Σi=1k | ei ⟩⟨ ei | = I.
We have not yet said what happens when the projective measurement over the larger space is made up not of rank 1 projectors, but of larger rank projectors. How do this change affect the POVM? I am not going to go over the proof in detail, but it follows essentially the same lines as the proof above. The statement of the theorem is that any set of k Hermitian matrices Ei satisfying the condition
Σi=1k Ei = I
can form a POVM measurement. If this measurement is performed on a quantum state | &psi &rang, the probability of the i'th outcome is
⟨ ψ | Ei | ψ ⟩
What actually happens to the quantum state? I am not telling you now, but I'm assigning a couple of homework problems related to this question. I will say that specifying the Ei is not enough to completely determine the residual quantum state after the measurement.

In the rest of the lecture, I started giving the circuit model of quantum computation. I'm not going to go into great detail here. The model's setting is the tensor product space of n qubits. The input (if you don't design a circuit that specifically depends on the input) is given by initializing the first m qubits of the circuit to a sequence of | 0 ⟩'s and | 1 ⟩'s, depending on the input in binary. We can assume that the remaining n−m qubits are initialized to the state | 0 ⟩. The output is obtained by measuring the state of the computer in a canonical basis. The output is thus a sample from the probability distribution where j appears with probability | αj |2, where the final state of the computer is

Σj=02n-1 αj | j ⟩.
Since the output is probabilistic, we must say that the computer succeeds in performing the computation if the output gives the right answer with high probability (say ≥ 2/3). If this is the case, we can obtain the right answer with high probability by repeating the computation.

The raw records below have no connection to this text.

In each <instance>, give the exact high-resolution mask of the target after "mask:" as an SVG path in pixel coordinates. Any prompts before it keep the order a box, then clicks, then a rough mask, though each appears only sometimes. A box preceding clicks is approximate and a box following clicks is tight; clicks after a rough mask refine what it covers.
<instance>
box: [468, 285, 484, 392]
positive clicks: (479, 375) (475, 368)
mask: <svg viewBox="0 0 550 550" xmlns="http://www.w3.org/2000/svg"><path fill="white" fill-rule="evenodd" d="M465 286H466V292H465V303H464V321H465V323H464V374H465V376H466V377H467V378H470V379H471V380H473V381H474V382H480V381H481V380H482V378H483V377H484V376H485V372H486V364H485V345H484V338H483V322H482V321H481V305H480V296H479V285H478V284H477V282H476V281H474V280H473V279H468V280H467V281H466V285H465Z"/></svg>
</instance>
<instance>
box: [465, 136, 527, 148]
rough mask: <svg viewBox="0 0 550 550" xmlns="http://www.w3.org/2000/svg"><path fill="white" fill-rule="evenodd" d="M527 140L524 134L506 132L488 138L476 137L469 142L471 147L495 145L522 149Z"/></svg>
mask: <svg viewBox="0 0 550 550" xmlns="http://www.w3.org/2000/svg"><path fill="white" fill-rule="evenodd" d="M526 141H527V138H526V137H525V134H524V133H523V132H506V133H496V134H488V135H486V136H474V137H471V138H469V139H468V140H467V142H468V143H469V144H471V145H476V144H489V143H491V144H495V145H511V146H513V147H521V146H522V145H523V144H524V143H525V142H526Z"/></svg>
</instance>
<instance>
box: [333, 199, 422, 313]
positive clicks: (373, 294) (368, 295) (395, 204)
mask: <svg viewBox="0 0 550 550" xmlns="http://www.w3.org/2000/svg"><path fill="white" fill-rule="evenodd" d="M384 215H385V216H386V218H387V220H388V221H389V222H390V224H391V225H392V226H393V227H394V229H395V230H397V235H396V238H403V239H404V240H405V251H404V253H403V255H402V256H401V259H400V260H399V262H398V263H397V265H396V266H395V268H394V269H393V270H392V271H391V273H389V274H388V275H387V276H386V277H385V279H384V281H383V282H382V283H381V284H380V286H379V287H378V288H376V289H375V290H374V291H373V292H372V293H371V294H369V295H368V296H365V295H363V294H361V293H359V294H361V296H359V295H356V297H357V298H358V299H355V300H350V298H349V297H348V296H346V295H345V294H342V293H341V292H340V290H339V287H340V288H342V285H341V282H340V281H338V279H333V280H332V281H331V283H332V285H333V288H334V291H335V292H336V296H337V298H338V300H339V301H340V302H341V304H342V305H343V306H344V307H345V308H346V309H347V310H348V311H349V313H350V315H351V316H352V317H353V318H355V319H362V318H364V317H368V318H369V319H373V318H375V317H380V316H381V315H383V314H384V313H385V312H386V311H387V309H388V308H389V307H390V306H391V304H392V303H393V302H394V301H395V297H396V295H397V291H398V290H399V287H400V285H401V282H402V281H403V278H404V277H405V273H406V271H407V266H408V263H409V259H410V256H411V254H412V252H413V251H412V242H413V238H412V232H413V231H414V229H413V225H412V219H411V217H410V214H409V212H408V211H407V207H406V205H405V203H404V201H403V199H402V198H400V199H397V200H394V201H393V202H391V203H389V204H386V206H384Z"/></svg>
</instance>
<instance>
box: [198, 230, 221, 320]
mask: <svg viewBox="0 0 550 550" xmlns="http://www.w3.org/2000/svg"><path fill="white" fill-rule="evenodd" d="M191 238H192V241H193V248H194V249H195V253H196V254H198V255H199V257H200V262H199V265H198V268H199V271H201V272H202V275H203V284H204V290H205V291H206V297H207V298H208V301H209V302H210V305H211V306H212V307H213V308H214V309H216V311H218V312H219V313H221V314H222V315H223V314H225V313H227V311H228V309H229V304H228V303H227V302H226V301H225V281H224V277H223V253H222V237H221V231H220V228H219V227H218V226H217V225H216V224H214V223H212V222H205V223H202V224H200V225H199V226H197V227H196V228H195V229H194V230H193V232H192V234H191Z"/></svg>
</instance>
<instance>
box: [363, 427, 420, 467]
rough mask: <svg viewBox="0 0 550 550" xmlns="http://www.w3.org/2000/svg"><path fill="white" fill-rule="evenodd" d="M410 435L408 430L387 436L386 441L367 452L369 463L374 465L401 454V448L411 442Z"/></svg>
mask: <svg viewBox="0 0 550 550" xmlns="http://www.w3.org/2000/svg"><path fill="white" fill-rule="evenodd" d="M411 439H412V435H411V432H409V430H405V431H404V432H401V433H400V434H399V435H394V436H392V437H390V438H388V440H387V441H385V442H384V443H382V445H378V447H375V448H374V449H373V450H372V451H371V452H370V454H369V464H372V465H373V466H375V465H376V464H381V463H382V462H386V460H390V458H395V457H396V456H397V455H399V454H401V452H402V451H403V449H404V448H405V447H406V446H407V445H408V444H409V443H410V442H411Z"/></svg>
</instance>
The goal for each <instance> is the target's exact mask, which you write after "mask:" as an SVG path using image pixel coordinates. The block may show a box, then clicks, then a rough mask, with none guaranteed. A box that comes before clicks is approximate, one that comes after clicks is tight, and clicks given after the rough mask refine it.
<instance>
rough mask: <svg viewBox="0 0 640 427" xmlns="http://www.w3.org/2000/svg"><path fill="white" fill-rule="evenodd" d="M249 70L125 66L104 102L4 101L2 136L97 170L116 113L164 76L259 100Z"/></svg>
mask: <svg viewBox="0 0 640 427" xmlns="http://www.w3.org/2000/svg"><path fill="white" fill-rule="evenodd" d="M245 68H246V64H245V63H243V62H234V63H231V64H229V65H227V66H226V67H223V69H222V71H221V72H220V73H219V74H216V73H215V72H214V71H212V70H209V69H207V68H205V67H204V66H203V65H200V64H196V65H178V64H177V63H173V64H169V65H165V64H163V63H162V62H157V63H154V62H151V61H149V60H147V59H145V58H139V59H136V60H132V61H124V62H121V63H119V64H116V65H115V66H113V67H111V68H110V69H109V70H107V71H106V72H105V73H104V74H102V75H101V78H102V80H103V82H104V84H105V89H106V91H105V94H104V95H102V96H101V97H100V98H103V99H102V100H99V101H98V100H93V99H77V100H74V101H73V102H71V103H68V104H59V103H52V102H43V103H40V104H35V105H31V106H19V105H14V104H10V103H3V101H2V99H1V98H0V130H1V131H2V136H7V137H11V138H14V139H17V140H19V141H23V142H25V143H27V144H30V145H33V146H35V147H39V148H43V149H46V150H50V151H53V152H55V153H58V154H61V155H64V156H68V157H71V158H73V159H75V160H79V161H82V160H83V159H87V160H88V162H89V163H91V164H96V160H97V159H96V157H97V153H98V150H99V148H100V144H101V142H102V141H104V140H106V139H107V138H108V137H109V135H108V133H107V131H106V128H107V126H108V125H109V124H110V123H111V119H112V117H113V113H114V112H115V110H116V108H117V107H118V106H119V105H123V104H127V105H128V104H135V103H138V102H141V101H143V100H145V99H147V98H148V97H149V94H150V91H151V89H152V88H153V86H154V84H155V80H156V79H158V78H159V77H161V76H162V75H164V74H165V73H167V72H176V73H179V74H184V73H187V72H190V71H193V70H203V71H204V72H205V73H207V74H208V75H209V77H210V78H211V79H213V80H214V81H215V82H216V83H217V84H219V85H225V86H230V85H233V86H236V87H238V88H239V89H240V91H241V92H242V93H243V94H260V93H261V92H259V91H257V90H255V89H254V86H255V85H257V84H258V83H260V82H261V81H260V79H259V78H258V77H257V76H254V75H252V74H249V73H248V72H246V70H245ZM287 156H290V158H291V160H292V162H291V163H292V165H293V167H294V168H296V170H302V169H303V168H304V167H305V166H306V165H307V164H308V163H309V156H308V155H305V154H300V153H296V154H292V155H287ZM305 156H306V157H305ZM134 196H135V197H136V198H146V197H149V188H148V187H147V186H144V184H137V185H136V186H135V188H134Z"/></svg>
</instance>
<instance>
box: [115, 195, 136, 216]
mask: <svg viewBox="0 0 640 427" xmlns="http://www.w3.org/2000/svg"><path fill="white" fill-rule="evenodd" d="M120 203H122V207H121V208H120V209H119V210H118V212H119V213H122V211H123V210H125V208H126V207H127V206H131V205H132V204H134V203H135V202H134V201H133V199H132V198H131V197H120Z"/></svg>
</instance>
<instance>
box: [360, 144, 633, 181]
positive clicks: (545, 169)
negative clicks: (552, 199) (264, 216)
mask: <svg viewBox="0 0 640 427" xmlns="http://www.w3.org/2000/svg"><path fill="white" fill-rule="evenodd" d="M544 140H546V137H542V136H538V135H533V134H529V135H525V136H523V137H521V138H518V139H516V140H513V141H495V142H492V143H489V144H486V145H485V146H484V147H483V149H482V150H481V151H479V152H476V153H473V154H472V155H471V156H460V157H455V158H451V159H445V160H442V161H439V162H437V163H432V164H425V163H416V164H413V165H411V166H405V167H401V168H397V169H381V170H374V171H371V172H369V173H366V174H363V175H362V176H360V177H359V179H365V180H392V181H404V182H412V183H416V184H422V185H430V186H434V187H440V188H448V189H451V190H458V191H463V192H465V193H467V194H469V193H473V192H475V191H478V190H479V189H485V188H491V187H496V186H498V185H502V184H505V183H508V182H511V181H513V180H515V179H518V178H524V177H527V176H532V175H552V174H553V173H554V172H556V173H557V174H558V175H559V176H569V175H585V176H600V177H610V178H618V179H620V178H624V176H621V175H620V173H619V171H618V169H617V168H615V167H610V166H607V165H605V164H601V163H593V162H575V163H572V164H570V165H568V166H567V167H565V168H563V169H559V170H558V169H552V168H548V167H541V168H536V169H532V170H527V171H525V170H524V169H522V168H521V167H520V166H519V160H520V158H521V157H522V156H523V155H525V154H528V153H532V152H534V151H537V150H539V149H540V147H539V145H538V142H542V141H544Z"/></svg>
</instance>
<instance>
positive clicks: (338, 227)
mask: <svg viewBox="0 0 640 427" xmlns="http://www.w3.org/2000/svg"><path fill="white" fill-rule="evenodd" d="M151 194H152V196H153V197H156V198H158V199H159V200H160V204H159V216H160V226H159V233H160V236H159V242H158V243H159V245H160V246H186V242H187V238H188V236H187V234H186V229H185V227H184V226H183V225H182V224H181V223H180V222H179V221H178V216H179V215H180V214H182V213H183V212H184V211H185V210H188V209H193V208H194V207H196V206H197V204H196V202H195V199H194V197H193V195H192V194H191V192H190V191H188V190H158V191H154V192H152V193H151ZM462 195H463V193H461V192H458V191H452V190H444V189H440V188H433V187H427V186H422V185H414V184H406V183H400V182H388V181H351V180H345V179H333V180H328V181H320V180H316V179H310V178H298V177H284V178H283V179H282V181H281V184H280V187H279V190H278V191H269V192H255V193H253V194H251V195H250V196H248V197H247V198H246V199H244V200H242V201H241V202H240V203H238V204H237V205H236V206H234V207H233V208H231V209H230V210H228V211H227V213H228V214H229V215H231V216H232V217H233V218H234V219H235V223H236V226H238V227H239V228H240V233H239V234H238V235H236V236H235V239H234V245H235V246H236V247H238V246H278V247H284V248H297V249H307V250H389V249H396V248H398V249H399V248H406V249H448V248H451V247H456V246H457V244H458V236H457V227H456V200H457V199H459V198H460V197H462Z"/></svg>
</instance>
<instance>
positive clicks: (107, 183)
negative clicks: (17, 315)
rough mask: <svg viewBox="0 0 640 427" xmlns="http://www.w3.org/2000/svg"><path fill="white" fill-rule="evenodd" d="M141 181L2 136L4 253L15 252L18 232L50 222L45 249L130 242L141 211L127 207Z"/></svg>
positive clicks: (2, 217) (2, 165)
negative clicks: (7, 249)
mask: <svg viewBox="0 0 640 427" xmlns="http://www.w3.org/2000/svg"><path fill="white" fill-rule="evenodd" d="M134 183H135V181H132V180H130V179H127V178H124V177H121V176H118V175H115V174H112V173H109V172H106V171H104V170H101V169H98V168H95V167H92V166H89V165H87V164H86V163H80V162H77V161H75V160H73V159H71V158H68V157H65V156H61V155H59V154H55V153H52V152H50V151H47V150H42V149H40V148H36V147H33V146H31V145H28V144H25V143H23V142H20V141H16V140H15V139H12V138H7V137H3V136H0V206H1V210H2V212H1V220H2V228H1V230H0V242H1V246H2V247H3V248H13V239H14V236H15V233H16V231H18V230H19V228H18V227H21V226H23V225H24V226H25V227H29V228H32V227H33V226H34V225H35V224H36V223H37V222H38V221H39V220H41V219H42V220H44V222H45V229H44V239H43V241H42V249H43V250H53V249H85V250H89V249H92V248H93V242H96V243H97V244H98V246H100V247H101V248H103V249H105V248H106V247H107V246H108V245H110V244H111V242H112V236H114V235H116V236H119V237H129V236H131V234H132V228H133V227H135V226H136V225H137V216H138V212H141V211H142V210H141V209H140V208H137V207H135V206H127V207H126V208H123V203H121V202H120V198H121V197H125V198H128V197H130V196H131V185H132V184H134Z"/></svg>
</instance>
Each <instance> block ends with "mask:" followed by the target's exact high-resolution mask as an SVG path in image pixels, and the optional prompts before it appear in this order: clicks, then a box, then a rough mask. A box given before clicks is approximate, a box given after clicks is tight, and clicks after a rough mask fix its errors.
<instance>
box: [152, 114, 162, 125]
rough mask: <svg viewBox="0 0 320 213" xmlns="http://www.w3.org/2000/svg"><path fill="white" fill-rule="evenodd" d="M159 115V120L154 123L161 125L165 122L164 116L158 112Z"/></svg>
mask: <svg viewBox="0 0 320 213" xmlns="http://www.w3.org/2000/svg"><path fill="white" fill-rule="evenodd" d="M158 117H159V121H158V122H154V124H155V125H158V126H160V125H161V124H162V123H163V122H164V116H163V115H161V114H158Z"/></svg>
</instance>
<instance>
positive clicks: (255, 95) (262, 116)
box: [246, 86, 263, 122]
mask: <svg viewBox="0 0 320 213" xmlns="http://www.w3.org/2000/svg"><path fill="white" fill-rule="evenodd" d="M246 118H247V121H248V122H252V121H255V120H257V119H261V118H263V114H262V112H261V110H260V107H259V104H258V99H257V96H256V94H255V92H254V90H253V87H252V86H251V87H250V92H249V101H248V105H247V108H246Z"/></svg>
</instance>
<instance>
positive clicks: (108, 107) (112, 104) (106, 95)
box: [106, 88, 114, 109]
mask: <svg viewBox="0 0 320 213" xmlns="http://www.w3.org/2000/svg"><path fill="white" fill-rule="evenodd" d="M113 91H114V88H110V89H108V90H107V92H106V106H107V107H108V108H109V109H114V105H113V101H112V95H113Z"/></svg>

In practice, it is sufficient if the quantum computer outputs a state which a classical computer can efficiently use to obtain the answer with high probability. Theoretically, this last classical computation could in principle be performed on a quantum computer, so for models of computation it is sufficient to require the quantum computer to output the answer.

The last and most important piece of the model is the actual computation. We will require the computation to be performed by applying a fixed sequence of 1- and 2-qubit gates to the computer. We choose 2-qubit gates for this threshold because if we only use one-qubit gates, we can never make two qubits interact, and thus we cannot achieve much computation. And as we will see in the next lectures, 3-qubit gates can be efficiently simulated by a sequence of 2-qubit gates, so adding them to the model only reduces the number of gates by a constant multiplicative factor, and 3-qubit gates are much more difficult to achieve experimentally, as well as being less tractable theoretically.